A workload in VPC-A must reach a managed database exposed through Private Service Connect in VPC-B. You configured PSC endpoint in VPC-A, but connections fail. PSC endpoint creation succeeded. What is the most likely missing requirement?

You need to prevent overlapping RFC1918 ranges across multiple teams who independently create subnets in shared VPC networks. What should you do to reduce the risk of overlapping allocations?

You are designing a multi-project network where application teams each have their own service projects, but all egress to the internet must be inspected and NATed by a central security team. Which design best meets this requirement with minimal per-team changes?

A team created a new subnet with primary range 10.40.0.0/24. They need to add secondary IP ranges for GKE Pods and Services without recreating the subnet. What is the recommended approach?

You need to expose an internal HTTP service running on a Managed Instance Group to users on the internet. The service must be protected by Google Cloud Armor policies and use a global anycast IP. Which load balancer should you choose?

A company uses Cloud Interconnect with BGP. They want to ensure that if one on-prem router fails, traffic automatically uses the remaining router without manual intervention. Which configuration best supports this goal?

Your organization wants to restrict VM egress so that only traffic to specific external partner IP ranges is allowed, while all other internet destinations are blocked.

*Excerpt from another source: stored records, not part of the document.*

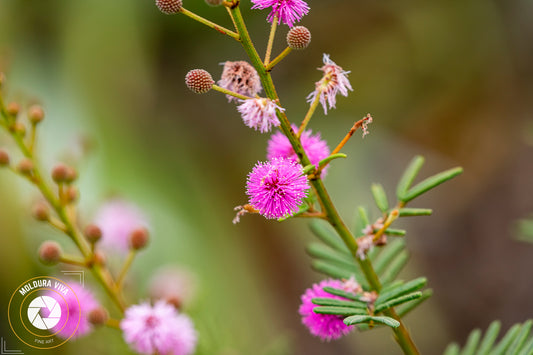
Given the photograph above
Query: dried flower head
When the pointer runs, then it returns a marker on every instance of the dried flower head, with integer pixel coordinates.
(276, 188)
(240, 77)
(118, 219)
(298, 37)
(259, 114)
(169, 7)
(325, 326)
(77, 305)
(315, 147)
(287, 11)
(158, 330)
(334, 81)
(199, 81)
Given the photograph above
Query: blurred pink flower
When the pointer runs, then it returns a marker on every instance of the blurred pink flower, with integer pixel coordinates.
(288, 11)
(159, 329)
(118, 219)
(75, 305)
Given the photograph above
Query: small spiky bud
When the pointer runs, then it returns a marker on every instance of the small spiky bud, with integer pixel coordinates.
(4, 158)
(35, 114)
(41, 211)
(25, 167)
(169, 7)
(59, 173)
(13, 108)
(298, 37)
(19, 129)
(214, 2)
(98, 316)
(50, 252)
(72, 194)
(199, 81)
(93, 233)
(139, 238)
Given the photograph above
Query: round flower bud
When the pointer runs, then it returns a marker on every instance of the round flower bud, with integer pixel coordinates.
(50, 252)
(169, 7)
(298, 37)
(72, 194)
(35, 114)
(25, 167)
(13, 108)
(19, 129)
(199, 81)
(41, 211)
(214, 2)
(98, 316)
(139, 238)
(4, 158)
(100, 258)
(93, 233)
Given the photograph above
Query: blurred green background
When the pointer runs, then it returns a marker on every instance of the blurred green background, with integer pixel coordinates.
(448, 79)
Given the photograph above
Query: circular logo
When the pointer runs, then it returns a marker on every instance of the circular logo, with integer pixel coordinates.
(44, 312)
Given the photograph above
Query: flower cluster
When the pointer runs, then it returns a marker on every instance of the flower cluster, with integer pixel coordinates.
(276, 188)
(334, 81)
(286, 11)
(325, 326)
(158, 329)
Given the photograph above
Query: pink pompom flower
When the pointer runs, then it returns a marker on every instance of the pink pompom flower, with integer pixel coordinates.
(325, 326)
(118, 219)
(75, 305)
(287, 11)
(335, 80)
(259, 114)
(276, 188)
(315, 147)
(158, 329)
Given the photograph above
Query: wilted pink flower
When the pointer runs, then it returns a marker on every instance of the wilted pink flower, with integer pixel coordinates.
(259, 114)
(118, 219)
(158, 330)
(334, 81)
(173, 284)
(288, 11)
(316, 148)
(75, 305)
(325, 326)
(276, 188)
(240, 77)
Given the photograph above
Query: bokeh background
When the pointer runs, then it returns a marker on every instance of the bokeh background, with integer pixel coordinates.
(448, 79)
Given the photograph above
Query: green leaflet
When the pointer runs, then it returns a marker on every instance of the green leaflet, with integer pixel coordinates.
(409, 176)
(380, 197)
(357, 319)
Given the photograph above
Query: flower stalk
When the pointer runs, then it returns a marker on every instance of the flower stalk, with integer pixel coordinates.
(402, 335)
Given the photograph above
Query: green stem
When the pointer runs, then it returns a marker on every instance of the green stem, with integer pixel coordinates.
(231, 93)
(309, 114)
(208, 23)
(272, 64)
(401, 333)
(70, 230)
(271, 39)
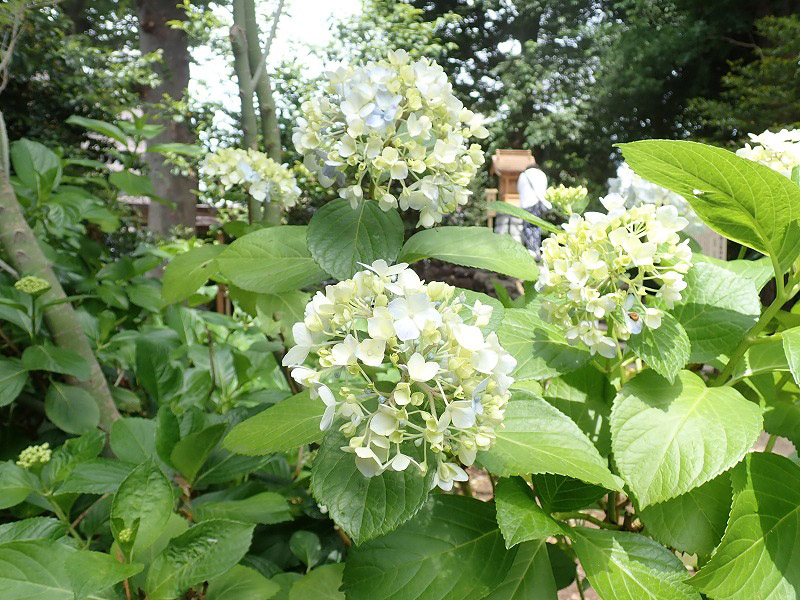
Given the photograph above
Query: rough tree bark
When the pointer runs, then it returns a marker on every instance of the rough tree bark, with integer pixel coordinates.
(173, 73)
(25, 255)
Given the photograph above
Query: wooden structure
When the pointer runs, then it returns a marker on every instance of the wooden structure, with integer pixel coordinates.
(507, 165)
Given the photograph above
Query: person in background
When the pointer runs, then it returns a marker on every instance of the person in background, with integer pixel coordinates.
(531, 187)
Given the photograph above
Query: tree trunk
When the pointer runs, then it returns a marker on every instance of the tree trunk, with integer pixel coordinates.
(25, 255)
(173, 74)
(270, 134)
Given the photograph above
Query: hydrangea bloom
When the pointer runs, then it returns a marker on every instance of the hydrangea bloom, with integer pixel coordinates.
(404, 364)
(779, 151)
(392, 131)
(258, 175)
(567, 200)
(637, 190)
(606, 266)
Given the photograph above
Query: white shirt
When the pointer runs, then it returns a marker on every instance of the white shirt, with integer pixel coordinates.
(531, 186)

The VMs should still be able to reach Google APIs privately. What is the best solution?

A VM in subnet-a cannot reach a Cloud SQL instance using a private IP. Both are in the same VPC but different subnets. The firewall allows TCP:3306 between the subnets. DNS resolves the Cloud SQL private hostname to an RFC1918 address. What is the most likely missing configuration?

You operate multiple internal DNS zones for different environments (dev, test, prod) in separate projects. Applications in a central shared services VPC must resolve records from all environment zones without copying records. What is the recommended approach?

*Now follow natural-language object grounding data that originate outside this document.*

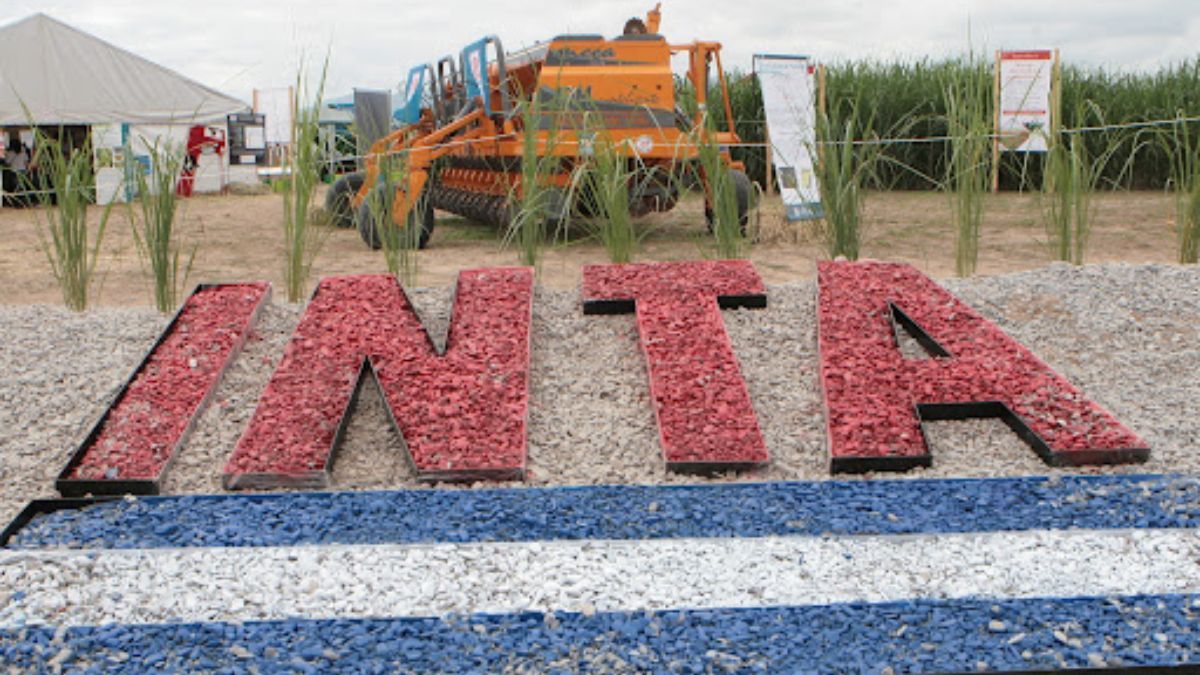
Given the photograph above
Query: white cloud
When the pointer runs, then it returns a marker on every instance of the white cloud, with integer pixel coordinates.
(241, 45)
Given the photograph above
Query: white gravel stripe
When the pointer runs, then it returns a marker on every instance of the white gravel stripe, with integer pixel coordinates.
(243, 584)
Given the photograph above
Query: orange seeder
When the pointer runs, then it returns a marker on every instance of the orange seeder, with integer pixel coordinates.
(469, 121)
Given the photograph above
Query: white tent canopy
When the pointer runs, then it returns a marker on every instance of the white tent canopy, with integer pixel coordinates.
(53, 73)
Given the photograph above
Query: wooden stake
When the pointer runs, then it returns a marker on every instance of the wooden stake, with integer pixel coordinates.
(771, 159)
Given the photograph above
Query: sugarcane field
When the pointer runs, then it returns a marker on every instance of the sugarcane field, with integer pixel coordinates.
(615, 339)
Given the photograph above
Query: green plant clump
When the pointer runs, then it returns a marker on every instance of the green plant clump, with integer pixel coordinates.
(154, 225)
(70, 243)
(301, 240)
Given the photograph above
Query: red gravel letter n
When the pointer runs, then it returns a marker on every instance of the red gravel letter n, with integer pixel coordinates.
(876, 399)
(461, 414)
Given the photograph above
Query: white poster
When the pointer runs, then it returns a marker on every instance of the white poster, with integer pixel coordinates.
(276, 105)
(789, 97)
(1025, 89)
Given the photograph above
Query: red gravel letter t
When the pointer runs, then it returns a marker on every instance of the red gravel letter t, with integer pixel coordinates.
(706, 420)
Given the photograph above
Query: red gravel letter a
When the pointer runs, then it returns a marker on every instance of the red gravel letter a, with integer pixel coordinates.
(462, 414)
(706, 420)
(876, 399)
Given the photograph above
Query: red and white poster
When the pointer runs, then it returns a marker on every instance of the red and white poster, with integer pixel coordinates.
(1025, 95)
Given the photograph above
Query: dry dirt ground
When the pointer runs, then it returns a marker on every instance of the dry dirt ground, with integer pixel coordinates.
(238, 238)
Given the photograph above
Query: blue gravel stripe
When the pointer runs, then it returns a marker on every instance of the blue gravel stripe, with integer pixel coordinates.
(627, 512)
(923, 635)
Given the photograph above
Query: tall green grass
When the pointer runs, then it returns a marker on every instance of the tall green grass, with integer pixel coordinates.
(1073, 172)
(841, 166)
(909, 93)
(301, 239)
(966, 96)
(70, 244)
(721, 193)
(1180, 144)
(606, 179)
(154, 225)
(537, 204)
(400, 245)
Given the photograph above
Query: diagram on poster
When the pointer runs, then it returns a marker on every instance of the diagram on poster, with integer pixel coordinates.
(1025, 89)
(789, 96)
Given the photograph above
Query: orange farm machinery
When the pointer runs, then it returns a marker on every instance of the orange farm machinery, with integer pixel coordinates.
(469, 123)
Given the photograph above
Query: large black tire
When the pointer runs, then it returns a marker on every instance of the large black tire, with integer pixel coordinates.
(742, 190)
(340, 199)
(365, 220)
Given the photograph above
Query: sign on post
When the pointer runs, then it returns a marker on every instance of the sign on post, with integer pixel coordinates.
(790, 93)
(1025, 102)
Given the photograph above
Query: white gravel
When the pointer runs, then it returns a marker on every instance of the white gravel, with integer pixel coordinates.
(246, 584)
(1126, 334)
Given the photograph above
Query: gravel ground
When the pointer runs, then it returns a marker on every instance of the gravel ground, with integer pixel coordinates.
(1125, 334)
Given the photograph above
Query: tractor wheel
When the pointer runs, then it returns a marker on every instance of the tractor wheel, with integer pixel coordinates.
(340, 199)
(365, 219)
(742, 189)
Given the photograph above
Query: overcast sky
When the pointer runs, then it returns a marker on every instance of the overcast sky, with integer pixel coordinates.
(240, 45)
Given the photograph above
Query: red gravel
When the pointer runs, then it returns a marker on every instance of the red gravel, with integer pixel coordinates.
(462, 414)
(871, 389)
(701, 402)
(150, 420)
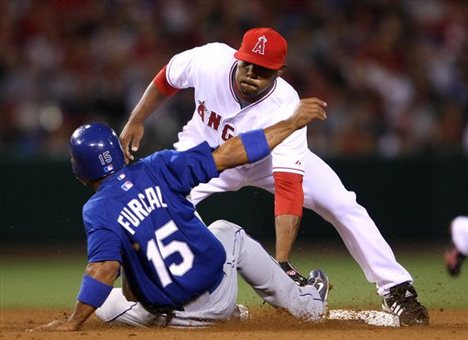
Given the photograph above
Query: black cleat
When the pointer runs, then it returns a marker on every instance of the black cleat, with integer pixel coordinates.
(402, 302)
(293, 273)
(453, 261)
(319, 280)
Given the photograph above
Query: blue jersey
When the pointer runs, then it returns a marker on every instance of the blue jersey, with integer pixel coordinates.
(140, 217)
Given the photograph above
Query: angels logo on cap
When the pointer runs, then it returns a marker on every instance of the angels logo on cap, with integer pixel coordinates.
(260, 45)
(264, 47)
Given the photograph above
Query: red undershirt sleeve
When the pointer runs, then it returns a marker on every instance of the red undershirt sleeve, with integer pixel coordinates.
(289, 195)
(161, 83)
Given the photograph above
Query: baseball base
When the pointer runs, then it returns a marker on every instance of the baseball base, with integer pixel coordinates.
(370, 317)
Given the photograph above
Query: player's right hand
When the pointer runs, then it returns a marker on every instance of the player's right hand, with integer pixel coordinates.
(130, 138)
(308, 110)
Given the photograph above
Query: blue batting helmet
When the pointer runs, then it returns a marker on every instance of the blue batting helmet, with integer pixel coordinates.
(95, 151)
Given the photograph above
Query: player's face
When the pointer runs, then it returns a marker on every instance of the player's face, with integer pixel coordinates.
(253, 79)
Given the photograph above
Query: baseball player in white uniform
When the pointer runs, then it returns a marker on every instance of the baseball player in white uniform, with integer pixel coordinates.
(236, 91)
(456, 255)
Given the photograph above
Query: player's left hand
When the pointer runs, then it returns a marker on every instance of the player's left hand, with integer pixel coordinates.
(56, 325)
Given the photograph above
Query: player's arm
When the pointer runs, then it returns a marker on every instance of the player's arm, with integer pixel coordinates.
(254, 145)
(155, 94)
(95, 288)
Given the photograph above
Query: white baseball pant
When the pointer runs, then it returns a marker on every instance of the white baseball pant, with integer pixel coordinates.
(244, 255)
(326, 195)
(459, 231)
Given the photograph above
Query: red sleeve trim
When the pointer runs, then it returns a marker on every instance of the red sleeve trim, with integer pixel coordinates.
(161, 83)
(289, 195)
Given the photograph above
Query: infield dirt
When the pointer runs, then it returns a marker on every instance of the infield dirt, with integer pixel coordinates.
(265, 323)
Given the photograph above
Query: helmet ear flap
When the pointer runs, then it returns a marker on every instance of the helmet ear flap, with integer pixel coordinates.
(95, 152)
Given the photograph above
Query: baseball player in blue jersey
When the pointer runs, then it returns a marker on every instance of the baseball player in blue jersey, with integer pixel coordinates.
(175, 270)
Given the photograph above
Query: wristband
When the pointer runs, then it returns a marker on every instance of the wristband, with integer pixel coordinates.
(255, 144)
(93, 292)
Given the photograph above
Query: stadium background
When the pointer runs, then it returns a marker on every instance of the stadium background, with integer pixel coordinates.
(394, 73)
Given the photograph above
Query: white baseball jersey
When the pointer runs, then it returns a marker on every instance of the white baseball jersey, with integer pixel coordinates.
(218, 116)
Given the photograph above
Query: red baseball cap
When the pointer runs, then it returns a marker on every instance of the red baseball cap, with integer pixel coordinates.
(263, 46)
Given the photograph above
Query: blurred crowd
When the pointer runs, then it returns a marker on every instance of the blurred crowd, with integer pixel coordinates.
(394, 73)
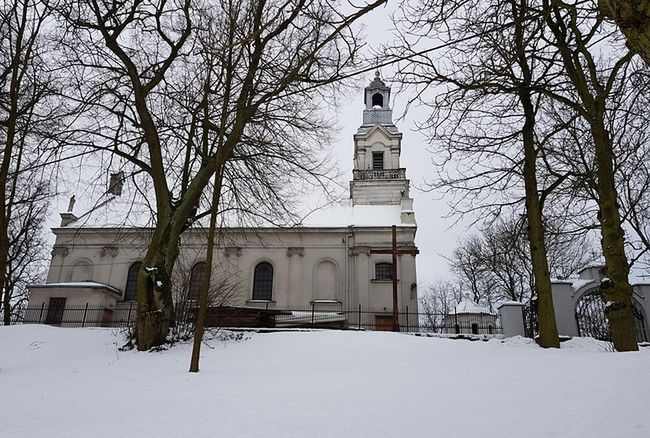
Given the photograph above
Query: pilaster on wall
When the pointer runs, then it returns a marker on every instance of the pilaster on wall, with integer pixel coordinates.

You need to choose between Cloud VPN and Cloud Interconnect for connecting an on-prem data center to Google Cloud. The requirement is predictable performance and a private connection, but the data center is not in a facility with Interconnect availability. What should you recommend?

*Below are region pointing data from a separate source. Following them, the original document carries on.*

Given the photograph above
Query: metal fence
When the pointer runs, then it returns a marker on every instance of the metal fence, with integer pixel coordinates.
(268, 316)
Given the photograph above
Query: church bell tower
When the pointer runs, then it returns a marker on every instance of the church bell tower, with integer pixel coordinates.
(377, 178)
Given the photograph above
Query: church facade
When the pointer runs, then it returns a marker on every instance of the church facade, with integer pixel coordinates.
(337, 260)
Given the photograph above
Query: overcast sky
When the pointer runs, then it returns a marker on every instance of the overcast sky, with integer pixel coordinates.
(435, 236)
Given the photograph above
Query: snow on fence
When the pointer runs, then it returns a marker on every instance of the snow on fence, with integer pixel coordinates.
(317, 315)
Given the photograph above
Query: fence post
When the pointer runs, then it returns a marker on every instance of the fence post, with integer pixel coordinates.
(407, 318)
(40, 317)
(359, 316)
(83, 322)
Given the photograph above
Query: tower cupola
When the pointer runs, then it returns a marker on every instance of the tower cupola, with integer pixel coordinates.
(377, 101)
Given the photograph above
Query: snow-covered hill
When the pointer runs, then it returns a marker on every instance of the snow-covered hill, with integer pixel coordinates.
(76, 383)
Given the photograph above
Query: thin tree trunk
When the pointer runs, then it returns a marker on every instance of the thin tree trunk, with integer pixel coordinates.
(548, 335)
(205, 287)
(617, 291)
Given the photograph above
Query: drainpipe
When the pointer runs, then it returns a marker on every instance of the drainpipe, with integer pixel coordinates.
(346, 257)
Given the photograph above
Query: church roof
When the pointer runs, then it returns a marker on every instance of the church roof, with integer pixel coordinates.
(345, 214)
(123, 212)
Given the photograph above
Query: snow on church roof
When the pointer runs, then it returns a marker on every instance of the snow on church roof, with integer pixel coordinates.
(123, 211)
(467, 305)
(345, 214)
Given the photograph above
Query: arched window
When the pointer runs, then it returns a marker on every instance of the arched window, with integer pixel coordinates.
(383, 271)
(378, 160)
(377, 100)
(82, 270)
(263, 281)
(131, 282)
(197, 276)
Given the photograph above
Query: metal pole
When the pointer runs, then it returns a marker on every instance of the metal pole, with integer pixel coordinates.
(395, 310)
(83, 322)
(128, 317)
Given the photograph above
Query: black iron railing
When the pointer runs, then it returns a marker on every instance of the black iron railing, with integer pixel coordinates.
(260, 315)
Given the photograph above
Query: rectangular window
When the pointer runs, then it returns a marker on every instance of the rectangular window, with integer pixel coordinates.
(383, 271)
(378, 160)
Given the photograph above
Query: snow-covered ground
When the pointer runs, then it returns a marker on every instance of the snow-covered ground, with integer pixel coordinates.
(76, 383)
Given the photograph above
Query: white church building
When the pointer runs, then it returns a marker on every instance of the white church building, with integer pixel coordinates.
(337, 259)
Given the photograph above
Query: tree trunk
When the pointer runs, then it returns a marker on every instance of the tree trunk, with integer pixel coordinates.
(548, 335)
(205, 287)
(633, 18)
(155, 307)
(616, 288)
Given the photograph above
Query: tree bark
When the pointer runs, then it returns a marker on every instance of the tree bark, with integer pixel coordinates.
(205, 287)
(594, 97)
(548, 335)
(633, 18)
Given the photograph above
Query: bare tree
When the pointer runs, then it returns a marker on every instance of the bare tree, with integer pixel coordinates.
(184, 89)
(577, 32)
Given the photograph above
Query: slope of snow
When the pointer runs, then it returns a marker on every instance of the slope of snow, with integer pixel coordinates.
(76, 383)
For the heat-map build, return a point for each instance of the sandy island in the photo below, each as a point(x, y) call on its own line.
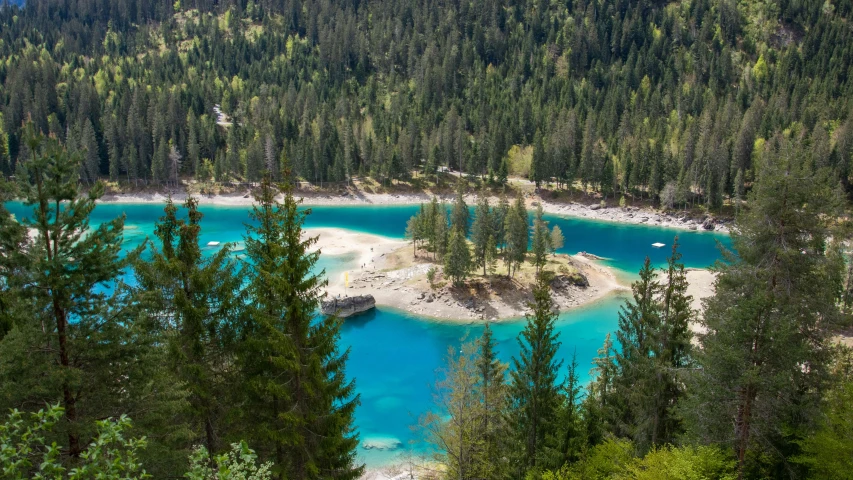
point(387, 269)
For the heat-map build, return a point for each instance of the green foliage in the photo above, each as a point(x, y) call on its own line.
point(24, 453)
point(198, 300)
point(483, 234)
point(828, 452)
point(241, 463)
point(534, 397)
point(300, 404)
point(457, 262)
point(558, 241)
point(606, 461)
point(776, 301)
point(67, 345)
point(682, 463)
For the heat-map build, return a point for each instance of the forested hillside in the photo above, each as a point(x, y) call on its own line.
point(702, 102)
point(633, 97)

Your security team wants to reduce the blast radius of overly permissive firewall rules. They require that each application team can manage its own firewall policy but cannot affect other teams’ resources in the same VPC. Which approach best meets this requirement?

Users report intermittent latency to an internal service behind an Internal TCP Proxy Load Balancer. You need to determine whether the issue is backend capacity, unhealthy instances, or client-side retry storms. Which set of tools is most appropriate?